“It was the best of times, it was the worst of times, it was the age of wisdom, it was the age of foolishness, it was the epoch of belief, it was the epoch of incredulity, it was the season of light, it was the season of darkness, it was the spring of hope, it was the winter of despair.”
Charles Dickens wrote that in A Tale of Two Cities. If he hadn’t thrown in the word epoch it could have been written today. The word epoch means a period of time in history or a person’s life, typically one marked by notable events or particular characteristics. I know this because I had to look it up. Of course, a lot of you may already know the word. I didn’t.

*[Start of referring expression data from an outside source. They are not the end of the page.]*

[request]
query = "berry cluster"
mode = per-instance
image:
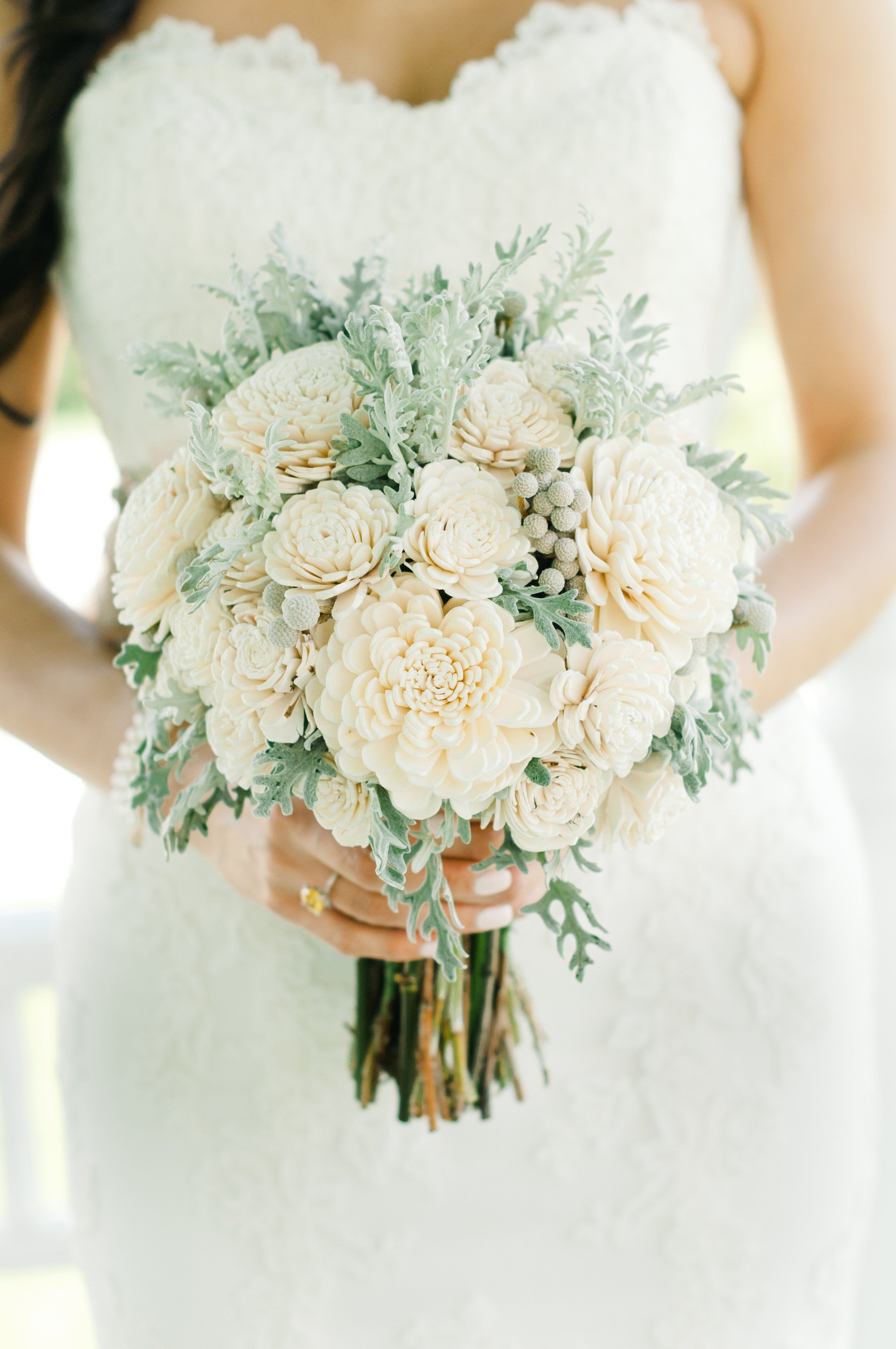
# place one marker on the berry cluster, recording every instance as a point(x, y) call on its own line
point(297, 613)
point(551, 509)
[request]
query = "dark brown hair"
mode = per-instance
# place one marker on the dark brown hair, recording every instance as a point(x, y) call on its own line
point(53, 52)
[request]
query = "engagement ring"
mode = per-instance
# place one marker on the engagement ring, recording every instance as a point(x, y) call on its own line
point(318, 900)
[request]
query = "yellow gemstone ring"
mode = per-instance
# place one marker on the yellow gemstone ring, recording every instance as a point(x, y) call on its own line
point(318, 900)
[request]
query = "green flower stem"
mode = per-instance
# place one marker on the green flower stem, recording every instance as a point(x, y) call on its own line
point(370, 1064)
point(409, 996)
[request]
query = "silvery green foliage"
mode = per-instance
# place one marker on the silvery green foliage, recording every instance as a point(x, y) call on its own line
point(573, 904)
point(577, 270)
point(206, 573)
point(241, 479)
point(285, 771)
point(733, 709)
point(231, 473)
point(692, 740)
point(557, 617)
point(278, 308)
point(413, 367)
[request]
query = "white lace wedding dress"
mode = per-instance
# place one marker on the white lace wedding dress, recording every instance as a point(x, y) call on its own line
point(697, 1175)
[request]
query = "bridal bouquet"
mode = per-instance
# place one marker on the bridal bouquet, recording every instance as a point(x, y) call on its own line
point(427, 562)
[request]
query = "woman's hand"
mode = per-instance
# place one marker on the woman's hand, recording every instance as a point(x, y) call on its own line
point(272, 861)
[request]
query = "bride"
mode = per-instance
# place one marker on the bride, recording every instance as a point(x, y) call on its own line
point(698, 1173)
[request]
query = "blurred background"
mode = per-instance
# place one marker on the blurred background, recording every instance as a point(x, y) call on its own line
point(42, 1300)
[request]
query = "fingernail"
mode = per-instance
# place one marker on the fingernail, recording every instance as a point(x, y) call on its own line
point(500, 915)
point(492, 883)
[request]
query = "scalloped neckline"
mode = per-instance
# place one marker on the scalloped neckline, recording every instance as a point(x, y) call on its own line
point(587, 11)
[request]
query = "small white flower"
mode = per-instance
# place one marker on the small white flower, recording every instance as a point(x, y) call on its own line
point(544, 819)
point(504, 417)
point(312, 388)
point(343, 807)
point(266, 682)
point(463, 531)
point(612, 701)
point(246, 578)
point(639, 809)
point(331, 541)
point(193, 640)
point(235, 738)
point(656, 546)
point(439, 702)
point(164, 517)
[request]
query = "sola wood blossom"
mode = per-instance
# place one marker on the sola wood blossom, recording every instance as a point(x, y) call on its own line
point(330, 541)
point(439, 702)
point(613, 701)
point(195, 636)
point(554, 817)
point(165, 517)
point(343, 807)
point(505, 416)
point(312, 388)
point(245, 580)
point(656, 547)
point(639, 809)
point(257, 682)
point(463, 531)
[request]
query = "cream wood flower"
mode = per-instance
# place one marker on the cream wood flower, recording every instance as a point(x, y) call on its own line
point(343, 807)
point(312, 388)
point(613, 699)
point(251, 678)
point(440, 703)
point(463, 531)
point(639, 809)
point(165, 517)
point(331, 541)
point(245, 580)
point(504, 417)
point(544, 819)
point(656, 546)
point(235, 738)
point(540, 365)
point(195, 635)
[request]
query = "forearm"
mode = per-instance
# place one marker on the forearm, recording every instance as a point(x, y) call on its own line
point(59, 690)
point(837, 575)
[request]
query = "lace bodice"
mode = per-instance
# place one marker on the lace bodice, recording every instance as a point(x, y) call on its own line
point(183, 153)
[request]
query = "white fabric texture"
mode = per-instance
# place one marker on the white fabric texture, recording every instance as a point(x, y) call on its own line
point(697, 1175)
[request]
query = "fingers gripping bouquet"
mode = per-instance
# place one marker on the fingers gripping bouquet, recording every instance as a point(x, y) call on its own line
point(426, 563)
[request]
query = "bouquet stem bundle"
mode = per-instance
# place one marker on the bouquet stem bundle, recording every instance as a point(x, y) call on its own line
point(447, 1046)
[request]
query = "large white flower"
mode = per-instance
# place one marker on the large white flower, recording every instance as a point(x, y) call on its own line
point(613, 701)
point(330, 541)
point(312, 388)
point(544, 819)
point(463, 531)
point(193, 640)
point(542, 362)
point(656, 547)
point(343, 807)
point(504, 417)
point(639, 809)
point(442, 703)
point(164, 517)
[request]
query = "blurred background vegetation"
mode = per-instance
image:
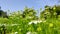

As I go through life, I find there are a few holes in my education. For instance, if a cumulous cloud drifted over Wyoming, I would have no idea where that was. I am a little fuzzy on just where Wyoming is other than being somewhere up and over to the right. That’s because I live in California. If I lived back East, it would be up and over the left. Because I know my geography. Come to think of it, I’m not even sure I know what makes a cloud cumulous. But I do know it, too, is up there and over to the right. Probably hovering over Wyoming.
But back to epoch. It’s a great word but not used much, especially now. I say, bring it back. And not just to honor Charles Dicken. If ever I’ve seen an epoch period of time, it is now. And life is tough enough without not having good words that fit the bill. EPOCH. Remember it. Use it. And if anyone has a map of Wyoming, send it on.